À Rafah, les déplacés n’en peuvent plus. « Qu’ils fassent ce qu’ils veulent. Ils mentent, il n’y a aucun endroit sûr », lance, amer, Hussein Al-Helou, un homme de 38 ans vivant à Al-Mawasi dans une tente avec sa femme, ses six enfants et sa mère.

« Où irons-nous s’ils entrent dans Rafah, où trouverons-nous des tentes, des matelas, des couvertures ? Ils nous ont déplacés et ont détruit nos maisons, que peuvent-ils encore nous faire ? », lâche Sabah Al-Astal, 50 ans, originaire de Khan Younès et déplacée avec sa famille à l’ouest de Rafah.

Poker menteur

Benyamin Nétanyahou est déterminé à lancer cette offensive, annoncée depuis plus d’un mois, malgré « la pression internationale ». Pour autant, selon David Khalfa, spécialiste du Proche-Orient à la Fondation Jean-Jaurès, la menace relève aussi de « la guerre psychologique ».

« Les Israéliens entretiennent un flou artistique autour de leurs plans car ils ne veulent pas abattre leurs cartes pour maintenir le Hamas dans l’incertitude », estime-t-il.

« La menace d’une offensive d’envergure à Rafah est une carte dans un jeu de poker menteur avec le Hamas, un moyen de pression destiné à le forcer à assouplir ses positions dans la négociation » actuelle sur une trêve, explique-t-il, jugeant qu’« on n’est pas du tout à la veille d’une opération terrestre massive à Rafah ».
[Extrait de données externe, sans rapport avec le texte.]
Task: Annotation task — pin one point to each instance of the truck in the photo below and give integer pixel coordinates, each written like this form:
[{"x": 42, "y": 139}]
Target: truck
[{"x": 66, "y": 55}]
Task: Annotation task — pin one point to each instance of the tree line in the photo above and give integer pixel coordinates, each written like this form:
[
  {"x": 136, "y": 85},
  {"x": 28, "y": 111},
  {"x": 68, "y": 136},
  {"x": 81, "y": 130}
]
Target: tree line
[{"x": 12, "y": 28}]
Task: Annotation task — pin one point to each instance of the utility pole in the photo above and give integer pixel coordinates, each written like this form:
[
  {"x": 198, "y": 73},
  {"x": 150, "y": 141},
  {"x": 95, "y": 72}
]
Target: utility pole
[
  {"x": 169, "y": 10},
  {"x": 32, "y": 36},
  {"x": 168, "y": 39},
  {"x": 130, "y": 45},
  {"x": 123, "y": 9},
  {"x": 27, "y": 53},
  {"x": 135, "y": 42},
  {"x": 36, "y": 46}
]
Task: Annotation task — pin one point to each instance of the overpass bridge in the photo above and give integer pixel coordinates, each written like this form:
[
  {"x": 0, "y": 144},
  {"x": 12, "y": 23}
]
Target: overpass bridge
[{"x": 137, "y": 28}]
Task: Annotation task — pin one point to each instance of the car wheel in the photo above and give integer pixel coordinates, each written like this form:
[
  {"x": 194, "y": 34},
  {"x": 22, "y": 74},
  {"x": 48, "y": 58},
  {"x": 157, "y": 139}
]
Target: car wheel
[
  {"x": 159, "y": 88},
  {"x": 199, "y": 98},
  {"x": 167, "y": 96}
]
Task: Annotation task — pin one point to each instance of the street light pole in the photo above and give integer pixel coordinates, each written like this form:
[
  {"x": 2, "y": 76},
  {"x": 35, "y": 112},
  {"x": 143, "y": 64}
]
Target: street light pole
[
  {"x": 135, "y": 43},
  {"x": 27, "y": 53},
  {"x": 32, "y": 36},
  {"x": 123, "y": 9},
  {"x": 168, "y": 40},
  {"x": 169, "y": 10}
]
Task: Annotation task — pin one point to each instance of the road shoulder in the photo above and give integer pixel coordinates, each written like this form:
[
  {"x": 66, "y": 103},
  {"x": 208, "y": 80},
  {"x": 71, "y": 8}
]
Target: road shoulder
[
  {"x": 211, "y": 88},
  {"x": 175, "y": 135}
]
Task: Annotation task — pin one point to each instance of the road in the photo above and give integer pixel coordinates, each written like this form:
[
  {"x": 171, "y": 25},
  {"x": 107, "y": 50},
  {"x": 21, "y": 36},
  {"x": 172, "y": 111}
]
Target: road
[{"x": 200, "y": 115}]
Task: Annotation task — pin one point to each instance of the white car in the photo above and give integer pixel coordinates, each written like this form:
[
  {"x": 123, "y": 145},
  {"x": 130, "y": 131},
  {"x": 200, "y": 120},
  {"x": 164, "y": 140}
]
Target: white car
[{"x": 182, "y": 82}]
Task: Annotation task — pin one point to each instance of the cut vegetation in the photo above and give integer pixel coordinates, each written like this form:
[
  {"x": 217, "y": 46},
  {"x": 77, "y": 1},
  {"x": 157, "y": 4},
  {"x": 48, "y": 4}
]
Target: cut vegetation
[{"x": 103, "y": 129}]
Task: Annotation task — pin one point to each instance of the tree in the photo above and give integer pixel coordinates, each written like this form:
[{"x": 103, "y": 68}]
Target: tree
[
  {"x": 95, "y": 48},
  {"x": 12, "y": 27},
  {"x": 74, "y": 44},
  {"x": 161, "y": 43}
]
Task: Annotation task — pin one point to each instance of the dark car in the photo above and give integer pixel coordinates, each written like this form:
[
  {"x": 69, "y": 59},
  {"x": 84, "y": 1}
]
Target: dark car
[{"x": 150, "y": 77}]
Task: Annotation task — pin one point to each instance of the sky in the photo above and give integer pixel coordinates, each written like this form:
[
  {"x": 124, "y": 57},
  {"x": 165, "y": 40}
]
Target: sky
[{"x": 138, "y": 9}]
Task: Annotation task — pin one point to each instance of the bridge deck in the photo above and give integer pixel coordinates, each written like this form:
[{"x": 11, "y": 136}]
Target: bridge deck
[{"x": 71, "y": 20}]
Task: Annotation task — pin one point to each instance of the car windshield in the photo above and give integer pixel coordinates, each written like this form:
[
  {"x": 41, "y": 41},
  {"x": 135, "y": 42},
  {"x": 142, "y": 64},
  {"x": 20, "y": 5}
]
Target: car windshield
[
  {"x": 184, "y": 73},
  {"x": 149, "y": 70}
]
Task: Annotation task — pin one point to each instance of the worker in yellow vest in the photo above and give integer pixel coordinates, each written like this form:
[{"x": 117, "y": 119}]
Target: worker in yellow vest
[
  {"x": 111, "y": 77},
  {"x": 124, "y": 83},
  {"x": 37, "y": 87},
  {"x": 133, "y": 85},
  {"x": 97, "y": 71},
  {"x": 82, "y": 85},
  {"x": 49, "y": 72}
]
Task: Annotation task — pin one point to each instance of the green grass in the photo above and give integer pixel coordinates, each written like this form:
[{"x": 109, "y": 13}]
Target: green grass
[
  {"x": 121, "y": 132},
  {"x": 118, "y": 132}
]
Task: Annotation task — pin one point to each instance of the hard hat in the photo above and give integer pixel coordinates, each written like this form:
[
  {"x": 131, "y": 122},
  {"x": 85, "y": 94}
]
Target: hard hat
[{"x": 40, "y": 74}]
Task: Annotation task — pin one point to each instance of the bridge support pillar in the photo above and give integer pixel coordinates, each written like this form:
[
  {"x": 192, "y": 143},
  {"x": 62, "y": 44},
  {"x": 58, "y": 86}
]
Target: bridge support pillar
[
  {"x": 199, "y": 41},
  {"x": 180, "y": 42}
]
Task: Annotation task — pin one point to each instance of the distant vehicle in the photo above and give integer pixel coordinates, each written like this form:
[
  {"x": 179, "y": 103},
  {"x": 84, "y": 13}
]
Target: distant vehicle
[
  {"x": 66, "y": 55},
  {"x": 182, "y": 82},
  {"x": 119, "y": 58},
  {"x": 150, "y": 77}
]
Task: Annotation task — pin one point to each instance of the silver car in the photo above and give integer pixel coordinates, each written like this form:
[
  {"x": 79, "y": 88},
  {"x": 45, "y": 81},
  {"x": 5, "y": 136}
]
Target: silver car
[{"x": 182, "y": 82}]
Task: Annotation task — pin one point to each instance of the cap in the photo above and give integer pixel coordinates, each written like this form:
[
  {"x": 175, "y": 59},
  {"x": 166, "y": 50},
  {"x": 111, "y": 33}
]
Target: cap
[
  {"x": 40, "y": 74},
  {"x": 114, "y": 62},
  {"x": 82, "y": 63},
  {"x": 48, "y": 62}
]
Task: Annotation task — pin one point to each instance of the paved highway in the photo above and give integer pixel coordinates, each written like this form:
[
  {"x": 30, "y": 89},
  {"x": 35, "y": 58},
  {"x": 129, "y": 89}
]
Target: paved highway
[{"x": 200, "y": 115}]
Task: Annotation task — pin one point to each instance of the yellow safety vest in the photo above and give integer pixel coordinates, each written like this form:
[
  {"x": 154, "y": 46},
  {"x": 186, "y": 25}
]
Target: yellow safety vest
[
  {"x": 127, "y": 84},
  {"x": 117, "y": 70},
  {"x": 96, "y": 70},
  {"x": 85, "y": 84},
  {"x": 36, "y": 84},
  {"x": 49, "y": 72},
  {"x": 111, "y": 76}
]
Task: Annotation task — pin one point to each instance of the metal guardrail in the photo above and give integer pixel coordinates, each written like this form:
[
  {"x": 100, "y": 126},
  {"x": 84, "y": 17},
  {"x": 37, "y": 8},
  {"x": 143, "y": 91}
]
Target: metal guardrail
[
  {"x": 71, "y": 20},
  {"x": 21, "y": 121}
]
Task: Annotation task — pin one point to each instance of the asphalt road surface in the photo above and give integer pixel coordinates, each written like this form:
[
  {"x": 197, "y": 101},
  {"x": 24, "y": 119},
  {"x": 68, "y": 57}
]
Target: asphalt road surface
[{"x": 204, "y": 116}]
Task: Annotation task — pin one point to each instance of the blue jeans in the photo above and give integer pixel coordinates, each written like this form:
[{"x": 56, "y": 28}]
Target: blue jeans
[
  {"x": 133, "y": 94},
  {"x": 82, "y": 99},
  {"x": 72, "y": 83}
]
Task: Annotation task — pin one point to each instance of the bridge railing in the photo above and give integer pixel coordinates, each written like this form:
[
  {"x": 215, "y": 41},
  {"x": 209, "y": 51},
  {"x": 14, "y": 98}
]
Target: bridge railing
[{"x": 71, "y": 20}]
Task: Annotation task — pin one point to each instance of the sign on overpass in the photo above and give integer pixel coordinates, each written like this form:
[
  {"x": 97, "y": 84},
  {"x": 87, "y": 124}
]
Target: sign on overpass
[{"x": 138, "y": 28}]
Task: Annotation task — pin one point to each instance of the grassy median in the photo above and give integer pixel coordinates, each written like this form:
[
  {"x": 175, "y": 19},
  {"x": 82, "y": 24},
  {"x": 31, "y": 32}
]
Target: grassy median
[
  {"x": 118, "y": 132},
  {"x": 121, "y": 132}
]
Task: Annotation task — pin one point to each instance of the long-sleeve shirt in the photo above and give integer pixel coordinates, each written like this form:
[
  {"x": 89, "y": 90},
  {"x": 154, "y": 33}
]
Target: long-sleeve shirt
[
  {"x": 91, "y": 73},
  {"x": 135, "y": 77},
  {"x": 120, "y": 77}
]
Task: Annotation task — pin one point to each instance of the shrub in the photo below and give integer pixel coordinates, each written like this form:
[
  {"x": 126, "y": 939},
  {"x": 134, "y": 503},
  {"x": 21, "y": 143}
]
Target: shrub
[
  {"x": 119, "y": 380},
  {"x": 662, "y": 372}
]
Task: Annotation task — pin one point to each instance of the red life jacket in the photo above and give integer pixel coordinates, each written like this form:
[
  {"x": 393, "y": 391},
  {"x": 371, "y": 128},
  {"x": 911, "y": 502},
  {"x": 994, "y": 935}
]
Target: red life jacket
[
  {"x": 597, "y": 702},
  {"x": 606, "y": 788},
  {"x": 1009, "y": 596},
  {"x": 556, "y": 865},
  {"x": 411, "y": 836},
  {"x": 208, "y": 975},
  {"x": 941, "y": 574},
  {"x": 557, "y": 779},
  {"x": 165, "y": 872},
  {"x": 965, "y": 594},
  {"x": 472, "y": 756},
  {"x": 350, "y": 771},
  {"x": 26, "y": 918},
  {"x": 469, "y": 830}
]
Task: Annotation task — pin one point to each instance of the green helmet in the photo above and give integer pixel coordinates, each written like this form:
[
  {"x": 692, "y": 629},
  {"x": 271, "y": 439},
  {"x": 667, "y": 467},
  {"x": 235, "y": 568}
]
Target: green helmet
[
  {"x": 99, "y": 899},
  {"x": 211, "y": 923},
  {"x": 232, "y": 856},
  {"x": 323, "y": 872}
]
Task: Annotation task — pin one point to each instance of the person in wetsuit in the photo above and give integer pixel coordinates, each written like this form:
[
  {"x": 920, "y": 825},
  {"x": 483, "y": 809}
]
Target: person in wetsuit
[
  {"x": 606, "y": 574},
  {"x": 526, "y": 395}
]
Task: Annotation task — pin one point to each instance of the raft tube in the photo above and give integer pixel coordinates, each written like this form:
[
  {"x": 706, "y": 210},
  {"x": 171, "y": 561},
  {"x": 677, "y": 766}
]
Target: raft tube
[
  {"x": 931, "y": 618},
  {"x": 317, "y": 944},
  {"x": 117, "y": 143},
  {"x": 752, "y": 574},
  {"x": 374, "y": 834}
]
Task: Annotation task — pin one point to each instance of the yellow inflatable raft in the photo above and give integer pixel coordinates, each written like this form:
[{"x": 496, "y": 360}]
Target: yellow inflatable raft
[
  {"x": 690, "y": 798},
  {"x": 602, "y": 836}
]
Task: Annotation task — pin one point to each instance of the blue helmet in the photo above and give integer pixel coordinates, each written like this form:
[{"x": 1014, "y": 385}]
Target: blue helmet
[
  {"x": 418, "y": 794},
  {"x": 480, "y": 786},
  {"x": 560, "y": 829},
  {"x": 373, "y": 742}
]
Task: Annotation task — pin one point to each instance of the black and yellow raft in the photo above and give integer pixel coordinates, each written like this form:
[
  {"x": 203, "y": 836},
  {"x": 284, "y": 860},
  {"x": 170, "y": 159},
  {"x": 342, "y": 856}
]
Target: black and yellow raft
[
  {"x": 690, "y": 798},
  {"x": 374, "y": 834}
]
La guerre à Gaza a été déclenchée par l’attaque sanglante du Hamas le 7 octobre en Israël, qui a entraîné la mort de 1160 personnes, essentiellement des civils, selon un bilan établi par l’AFP à partir de données officielles. L’opération militaire israélienne lancée en représailles a fait plus de 31 700 morts dans la bande de Gaza, majoritairement des civils, selon le ministère de la Santé du mouvement islamiste palestinien.